Depuis mercredi dernier (2 mars), les inspecteurs de la commission européenne de Bruxelles perquisitionnent dans les plus grands groupes d’édition : Hachette, Gallimard, La Martinière/Le Seuil, Albin Michel (Editis a été épargné). Pourquoi ? Parce que nos éditeurs sont soupçonnés d’entente illicite dans le cadre des contrats de mandat qui régissent les rapports avec les détaillants que nous sommes, dans l’univers émergent du livre numérique.

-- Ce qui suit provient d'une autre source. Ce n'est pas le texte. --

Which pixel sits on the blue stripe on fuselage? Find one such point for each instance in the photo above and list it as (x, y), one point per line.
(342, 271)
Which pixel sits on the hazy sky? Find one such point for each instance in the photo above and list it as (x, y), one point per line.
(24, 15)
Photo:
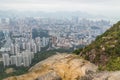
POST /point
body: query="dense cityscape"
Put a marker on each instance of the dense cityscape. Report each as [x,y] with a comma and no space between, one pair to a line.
[24,37]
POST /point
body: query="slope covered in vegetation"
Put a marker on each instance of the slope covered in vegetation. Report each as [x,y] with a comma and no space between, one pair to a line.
[105,50]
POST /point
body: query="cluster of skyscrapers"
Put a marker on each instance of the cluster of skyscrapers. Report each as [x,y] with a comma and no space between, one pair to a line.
[20,45]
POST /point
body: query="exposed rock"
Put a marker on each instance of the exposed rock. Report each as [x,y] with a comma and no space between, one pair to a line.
[58,67]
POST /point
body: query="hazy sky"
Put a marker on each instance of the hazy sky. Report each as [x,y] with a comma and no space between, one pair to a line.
[104,7]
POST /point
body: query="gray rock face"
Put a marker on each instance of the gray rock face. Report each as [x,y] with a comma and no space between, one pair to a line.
[50,76]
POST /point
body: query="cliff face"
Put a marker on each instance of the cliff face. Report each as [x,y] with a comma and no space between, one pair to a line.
[58,67]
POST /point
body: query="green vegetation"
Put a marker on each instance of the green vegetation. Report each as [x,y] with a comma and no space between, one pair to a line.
[105,50]
[2,37]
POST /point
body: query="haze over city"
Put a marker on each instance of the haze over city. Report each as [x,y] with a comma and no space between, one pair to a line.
[108,8]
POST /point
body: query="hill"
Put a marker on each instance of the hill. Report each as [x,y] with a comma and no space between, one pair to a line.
[58,67]
[105,50]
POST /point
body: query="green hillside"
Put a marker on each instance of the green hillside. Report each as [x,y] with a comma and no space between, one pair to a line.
[105,50]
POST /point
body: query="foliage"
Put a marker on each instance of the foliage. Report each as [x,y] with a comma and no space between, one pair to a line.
[106,45]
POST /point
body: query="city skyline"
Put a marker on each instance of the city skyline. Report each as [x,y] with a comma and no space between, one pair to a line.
[100,7]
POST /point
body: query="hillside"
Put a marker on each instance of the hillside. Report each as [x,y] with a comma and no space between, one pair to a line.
[58,67]
[105,50]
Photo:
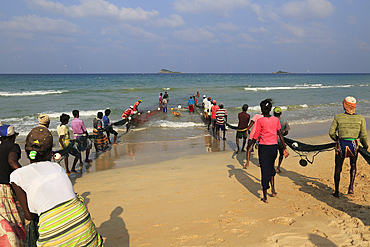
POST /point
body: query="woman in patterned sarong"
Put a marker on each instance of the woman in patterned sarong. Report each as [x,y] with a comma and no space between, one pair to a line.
[12,231]
[101,141]
[43,188]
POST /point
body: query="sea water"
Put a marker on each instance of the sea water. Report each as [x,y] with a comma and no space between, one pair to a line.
[304,98]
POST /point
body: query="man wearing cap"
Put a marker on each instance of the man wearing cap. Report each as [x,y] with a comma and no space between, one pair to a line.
[207,107]
[284,131]
[191,104]
[136,106]
[12,223]
[79,130]
[214,109]
[346,128]
[44,120]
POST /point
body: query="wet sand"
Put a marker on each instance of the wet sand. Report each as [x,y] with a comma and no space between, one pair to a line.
[183,194]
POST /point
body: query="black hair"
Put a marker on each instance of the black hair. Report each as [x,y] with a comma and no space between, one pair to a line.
[40,155]
[266,106]
[245,107]
[64,118]
[75,113]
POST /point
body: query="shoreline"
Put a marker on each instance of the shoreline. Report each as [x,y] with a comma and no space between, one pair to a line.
[209,200]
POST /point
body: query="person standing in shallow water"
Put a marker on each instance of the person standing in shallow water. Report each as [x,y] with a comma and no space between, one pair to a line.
[266,130]
[346,128]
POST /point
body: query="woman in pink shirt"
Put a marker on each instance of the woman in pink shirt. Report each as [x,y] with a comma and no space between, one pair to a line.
[266,129]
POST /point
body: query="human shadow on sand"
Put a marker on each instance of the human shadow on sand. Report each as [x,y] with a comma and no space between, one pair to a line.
[323,193]
[245,179]
[114,230]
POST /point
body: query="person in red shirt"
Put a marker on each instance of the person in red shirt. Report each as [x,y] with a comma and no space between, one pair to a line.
[241,132]
[267,129]
[127,114]
[214,109]
[136,105]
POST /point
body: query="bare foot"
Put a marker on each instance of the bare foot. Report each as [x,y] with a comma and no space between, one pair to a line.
[264,200]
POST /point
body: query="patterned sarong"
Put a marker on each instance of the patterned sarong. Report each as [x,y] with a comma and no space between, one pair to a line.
[12,231]
[101,141]
[68,224]
[347,148]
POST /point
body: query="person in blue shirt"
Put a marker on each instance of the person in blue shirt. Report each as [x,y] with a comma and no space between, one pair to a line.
[109,130]
[191,104]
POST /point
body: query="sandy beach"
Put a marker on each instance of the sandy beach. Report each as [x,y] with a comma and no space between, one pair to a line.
[183,198]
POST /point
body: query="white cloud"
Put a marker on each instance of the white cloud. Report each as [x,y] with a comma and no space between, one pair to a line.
[221,7]
[294,30]
[174,21]
[195,35]
[257,30]
[308,9]
[131,31]
[247,38]
[96,8]
[33,23]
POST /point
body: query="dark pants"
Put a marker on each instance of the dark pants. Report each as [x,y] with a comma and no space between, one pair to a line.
[267,155]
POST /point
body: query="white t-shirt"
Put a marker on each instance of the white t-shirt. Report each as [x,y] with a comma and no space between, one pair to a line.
[45,183]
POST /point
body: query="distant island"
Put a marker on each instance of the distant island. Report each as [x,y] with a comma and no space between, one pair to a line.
[166,71]
[281,72]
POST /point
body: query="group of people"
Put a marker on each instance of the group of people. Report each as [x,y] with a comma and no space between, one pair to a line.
[163,101]
[269,132]
[216,116]
[43,190]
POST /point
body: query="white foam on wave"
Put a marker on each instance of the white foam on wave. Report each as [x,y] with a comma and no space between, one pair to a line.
[296,87]
[32,93]
[170,124]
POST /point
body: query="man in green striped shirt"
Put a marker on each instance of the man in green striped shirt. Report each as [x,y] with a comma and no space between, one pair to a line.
[346,129]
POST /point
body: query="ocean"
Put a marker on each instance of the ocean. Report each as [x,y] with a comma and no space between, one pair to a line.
[304,98]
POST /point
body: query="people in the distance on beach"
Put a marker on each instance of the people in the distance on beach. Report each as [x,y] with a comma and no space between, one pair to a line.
[241,132]
[207,108]
[64,141]
[166,96]
[101,141]
[127,115]
[221,117]
[191,104]
[346,128]
[12,222]
[213,110]
[267,129]
[195,101]
[136,106]
[160,99]
[108,126]
[44,120]
[44,189]
[284,130]
[79,130]
[251,134]
[164,105]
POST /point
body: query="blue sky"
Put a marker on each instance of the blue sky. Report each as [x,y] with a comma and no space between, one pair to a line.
[248,36]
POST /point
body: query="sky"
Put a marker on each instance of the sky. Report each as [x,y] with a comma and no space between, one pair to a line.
[190,36]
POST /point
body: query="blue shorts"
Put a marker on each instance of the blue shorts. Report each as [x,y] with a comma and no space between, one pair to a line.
[220,126]
[347,148]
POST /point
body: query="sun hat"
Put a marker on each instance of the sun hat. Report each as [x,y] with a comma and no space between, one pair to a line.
[7,130]
[44,119]
[277,110]
[39,139]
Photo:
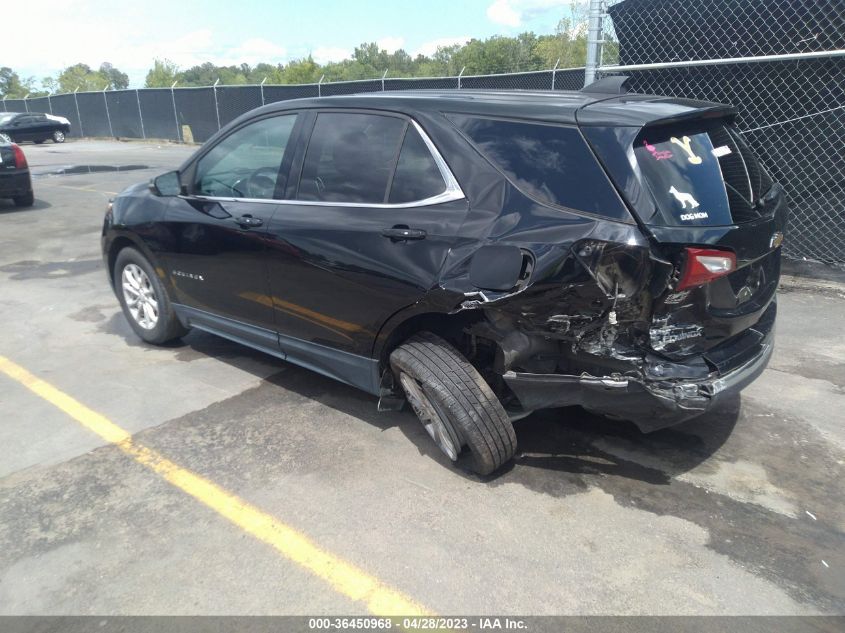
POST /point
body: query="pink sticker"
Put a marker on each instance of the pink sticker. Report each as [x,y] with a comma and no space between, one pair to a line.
[658,154]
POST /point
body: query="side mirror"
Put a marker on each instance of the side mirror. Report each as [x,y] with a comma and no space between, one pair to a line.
[167,184]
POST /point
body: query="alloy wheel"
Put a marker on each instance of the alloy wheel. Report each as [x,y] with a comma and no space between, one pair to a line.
[140,297]
[432,417]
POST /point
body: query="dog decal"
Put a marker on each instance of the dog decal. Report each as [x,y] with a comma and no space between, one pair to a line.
[684,198]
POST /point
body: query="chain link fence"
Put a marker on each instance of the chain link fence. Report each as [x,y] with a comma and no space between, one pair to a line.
[781,63]
[168,113]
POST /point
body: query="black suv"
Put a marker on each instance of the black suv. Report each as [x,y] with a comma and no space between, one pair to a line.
[479,254]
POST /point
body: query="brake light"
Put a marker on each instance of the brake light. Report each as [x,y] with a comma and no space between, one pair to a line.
[20,159]
[703,265]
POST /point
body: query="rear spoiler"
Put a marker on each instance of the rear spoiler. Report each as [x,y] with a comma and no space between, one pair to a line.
[614,106]
[716,111]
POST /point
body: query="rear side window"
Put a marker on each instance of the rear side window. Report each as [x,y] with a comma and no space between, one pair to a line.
[417,176]
[350,157]
[551,163]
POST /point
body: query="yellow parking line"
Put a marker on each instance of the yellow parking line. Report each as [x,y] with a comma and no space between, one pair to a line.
[343,577]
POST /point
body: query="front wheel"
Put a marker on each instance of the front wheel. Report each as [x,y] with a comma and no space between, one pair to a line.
[455,405]
[144,300]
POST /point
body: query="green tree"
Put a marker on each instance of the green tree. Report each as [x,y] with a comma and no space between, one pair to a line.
[162,74]
[116,79]
[80,76]
[302,71]
[12,86]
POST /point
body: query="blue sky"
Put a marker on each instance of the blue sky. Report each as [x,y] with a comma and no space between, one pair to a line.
[131,34]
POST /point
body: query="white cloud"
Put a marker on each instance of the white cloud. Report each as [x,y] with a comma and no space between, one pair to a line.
[512,13]
[430,47]
[391,44]
[253,51]
[326,54]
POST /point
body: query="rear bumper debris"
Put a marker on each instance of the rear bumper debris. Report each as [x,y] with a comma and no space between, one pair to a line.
[650,404]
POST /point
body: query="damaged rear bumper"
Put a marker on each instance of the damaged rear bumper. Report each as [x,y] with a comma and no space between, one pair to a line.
[651,405]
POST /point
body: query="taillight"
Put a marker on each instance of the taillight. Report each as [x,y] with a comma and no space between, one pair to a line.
[703,265]
[20,159]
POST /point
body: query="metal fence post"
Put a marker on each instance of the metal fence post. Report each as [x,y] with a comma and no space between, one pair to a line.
[140,114]
[78,115]
[175,115]
[594,41]
[216,107]
[108,116]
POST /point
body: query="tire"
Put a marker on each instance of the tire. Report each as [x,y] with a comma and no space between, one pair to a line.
[454,403]
[26,200]
[133,269]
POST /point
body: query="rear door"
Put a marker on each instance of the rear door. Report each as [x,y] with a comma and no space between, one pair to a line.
[696,183]
[365,230]
[216,233]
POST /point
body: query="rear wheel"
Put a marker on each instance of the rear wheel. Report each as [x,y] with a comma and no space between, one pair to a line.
[144,300]
[26,200]
[456,406]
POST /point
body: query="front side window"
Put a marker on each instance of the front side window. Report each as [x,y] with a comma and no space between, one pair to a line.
[246,163]
[350,157]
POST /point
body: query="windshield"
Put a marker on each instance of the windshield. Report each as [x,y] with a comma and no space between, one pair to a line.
[704,176]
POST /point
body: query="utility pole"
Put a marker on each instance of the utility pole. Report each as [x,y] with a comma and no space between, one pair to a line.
[594,41]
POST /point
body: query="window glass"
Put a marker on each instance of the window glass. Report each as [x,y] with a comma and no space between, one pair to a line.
[549,162]
[350,157]
[246,163]
[417,176]
[701,175]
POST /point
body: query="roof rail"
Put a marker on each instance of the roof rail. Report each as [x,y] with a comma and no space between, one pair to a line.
[615,85]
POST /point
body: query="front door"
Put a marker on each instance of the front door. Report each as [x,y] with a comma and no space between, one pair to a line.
[216,234]
[363,234]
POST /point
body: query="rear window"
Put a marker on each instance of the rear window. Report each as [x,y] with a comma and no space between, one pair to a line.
[551,163]
[705,176]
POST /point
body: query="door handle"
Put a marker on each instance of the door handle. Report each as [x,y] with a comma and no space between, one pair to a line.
[400,233]
[249,221]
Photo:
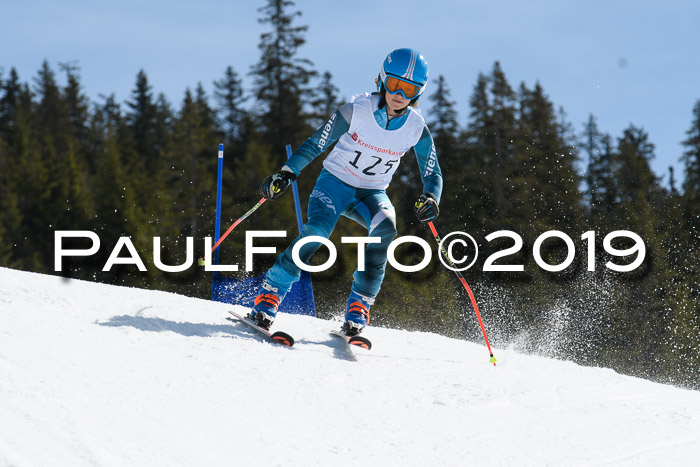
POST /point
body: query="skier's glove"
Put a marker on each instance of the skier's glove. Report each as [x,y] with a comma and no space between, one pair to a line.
[426,208]
[274,185]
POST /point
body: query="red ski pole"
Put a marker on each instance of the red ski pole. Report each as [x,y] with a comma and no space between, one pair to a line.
[466,286]
[233,226]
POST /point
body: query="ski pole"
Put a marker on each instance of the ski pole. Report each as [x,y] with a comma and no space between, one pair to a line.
[466,286]
[233,226]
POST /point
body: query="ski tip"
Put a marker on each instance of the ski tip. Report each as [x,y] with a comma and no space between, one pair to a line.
[360,342]
[283,338]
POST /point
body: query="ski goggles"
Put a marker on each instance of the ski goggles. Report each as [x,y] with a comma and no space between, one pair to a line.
[406,88]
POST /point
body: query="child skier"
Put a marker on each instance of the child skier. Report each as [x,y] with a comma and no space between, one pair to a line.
[373,132]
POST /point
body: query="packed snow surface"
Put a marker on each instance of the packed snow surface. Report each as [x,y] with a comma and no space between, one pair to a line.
[92,374]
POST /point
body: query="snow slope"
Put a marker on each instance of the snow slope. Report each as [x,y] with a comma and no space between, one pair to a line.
[92,374]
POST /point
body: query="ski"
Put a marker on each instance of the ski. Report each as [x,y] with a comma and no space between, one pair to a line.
[278,337]
[357,341]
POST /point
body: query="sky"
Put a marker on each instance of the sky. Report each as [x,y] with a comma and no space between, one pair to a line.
[625,62]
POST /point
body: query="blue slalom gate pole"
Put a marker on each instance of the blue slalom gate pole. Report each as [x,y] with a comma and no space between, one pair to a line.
[305,275]
[297,204]
[217,227]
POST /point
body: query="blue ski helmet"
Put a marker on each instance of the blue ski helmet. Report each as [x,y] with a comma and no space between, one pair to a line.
[406,65]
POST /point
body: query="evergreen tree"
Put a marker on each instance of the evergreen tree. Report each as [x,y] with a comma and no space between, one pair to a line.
[144,123]
[325,102]
[230,98]
[546,163]
[691,183]
[600,177]
[281,79]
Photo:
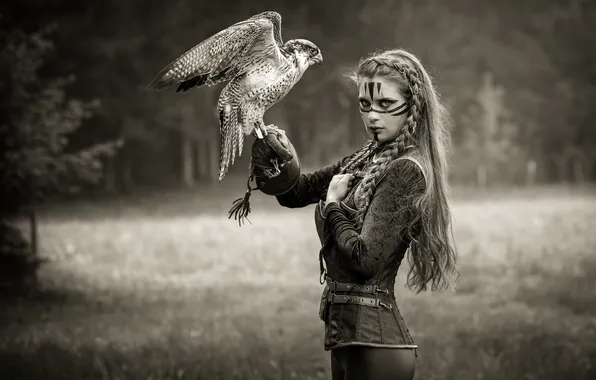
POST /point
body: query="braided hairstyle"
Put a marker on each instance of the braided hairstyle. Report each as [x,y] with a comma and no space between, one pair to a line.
[432,254]
[395,65]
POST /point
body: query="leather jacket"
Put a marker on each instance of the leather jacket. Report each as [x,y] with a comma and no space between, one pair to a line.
[358,304]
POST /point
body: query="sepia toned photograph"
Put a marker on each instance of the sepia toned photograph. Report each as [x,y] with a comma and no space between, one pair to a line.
[277,190]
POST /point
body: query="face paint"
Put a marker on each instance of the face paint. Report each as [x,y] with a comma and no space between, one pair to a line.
[395,111]
[372,89]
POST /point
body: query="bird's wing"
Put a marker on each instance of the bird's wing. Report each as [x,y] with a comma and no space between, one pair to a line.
[222,56]
[275,19]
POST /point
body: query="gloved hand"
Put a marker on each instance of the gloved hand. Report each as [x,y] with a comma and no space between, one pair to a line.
[272,152]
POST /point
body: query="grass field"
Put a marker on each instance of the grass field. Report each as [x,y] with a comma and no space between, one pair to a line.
[166,287]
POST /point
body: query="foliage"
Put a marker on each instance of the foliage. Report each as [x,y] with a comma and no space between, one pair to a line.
[204,299]
[38,119]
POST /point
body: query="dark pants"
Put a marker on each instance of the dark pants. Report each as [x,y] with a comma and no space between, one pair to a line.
[367,363]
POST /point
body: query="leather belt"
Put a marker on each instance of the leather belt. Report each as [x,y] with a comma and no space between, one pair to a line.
[335,286]
[364,301]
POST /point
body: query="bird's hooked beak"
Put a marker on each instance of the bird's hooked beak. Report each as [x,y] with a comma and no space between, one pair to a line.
[318,59]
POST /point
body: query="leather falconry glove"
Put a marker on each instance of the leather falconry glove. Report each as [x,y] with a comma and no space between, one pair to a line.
[274,166]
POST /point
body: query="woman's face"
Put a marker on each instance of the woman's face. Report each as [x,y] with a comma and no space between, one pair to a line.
[383,108]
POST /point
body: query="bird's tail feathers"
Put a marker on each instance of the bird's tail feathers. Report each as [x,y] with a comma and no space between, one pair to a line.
[232,137]
[175,72]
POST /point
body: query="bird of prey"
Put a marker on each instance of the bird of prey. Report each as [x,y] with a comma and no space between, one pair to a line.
[261,69]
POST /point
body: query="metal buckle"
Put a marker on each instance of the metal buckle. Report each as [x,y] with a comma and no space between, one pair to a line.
[377,290]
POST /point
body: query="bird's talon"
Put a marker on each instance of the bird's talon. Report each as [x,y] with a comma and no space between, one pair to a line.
[259,132]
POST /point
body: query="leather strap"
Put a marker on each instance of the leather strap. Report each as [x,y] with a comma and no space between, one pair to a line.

Cela ne vous dit rien ? Lisez pourtant. Un peu d’histoire d’abord. En 1981, en légiférant sur le prix unique du livre, la loi Lang a permis de mettre fin aux pratiques de dumping de la FNAC et de la grande distribution et de préserver la richesse d’un tissu dense de librairies qui permet une diversité de l’offre culturelle. Sans cette loi, la Procure aurait-elle résisté ? A tout le moins, elle ne serait pas cette grande librairie de fond que vous connaissez. Avec l’arrivée du livre numérique, le risque est que les grands acteurs comme Amazon cassent les prix, interdisant de fait à des libraires comme La Procure d’exister sur ce marché où leur capacité de conseil et de structuration de l’offre sera pourtant essentielle pour le lecteur. C’est pourquoi le Parlement est en train de voter une loi sur le prix numérique du livre numérique (fixé par l’éditeur) que la librairie encourage. Mais, cette loi, après discussion à l’Assemblée, a récusé une clause d’extra-territorialité imposant ce prix unique à des détaillants installés hors de frontière (par exemple Amazon, logé au Luxembourg). Ce point est encore en débat puisque le Ministre de la Culture s’est prononcé pour cette clause. Quoiqu’il en soit, sans cette disposition, l’application du prix unique à Amazon ne tient plus qu’à la solidité des contrats de mandat par lesquels les éditeurs imposent à chaque détaillant un même prix. Or, depuis quelques mois, on sait qu’Amazon, hors de nos frontières fait la guerre à ce modèle de contrat…

En organisant sa descente de police chez les éditeurs français, Bruxelles endosse tout simplement la position d’Amazon, ainsi que l’a fait remarquer Francis Esmenard, PDG d’Albin Michel. Déjà, la commission est très opposée à la clause d’extra-territorialité. En mettant à mal le contrat de mandat, elle laisserait un boulevard à Amazon pour monopoliser le marché et interdirait de fait aux libraires indépendants d’être des acteurs du livre numérique (les libraires ne peuvent pas perdre d’argent en cassant les prix, leur structure économique ne le permet pas). Or, si l’on peut raisonnablement penser que 10% du marché du livre papier se déportera à moyen terme sur le numérique, si ce déport se fait hors des librairies, c’est toute la chaine du livre papier qui rique de s’effondrer, tous les livres exigeants et de qualité qui risquent de disparaître. La diversité culturelle de notre offre serait remplacée par l’étroitesse d’un marché de best-sellers au contenu le plus souvent affligeant.

D’un point de vue citoyen, cela est inacceptable. Que la commission de Bruxelles ne perçoive pas les enjeux culturels d’une telle problématique et traite les éditeurs français comme des criminels en col blanc est inquiétant. L’indignation est à la mode ces temps-ci. Un peu trop. Mais là, il y a de quoi.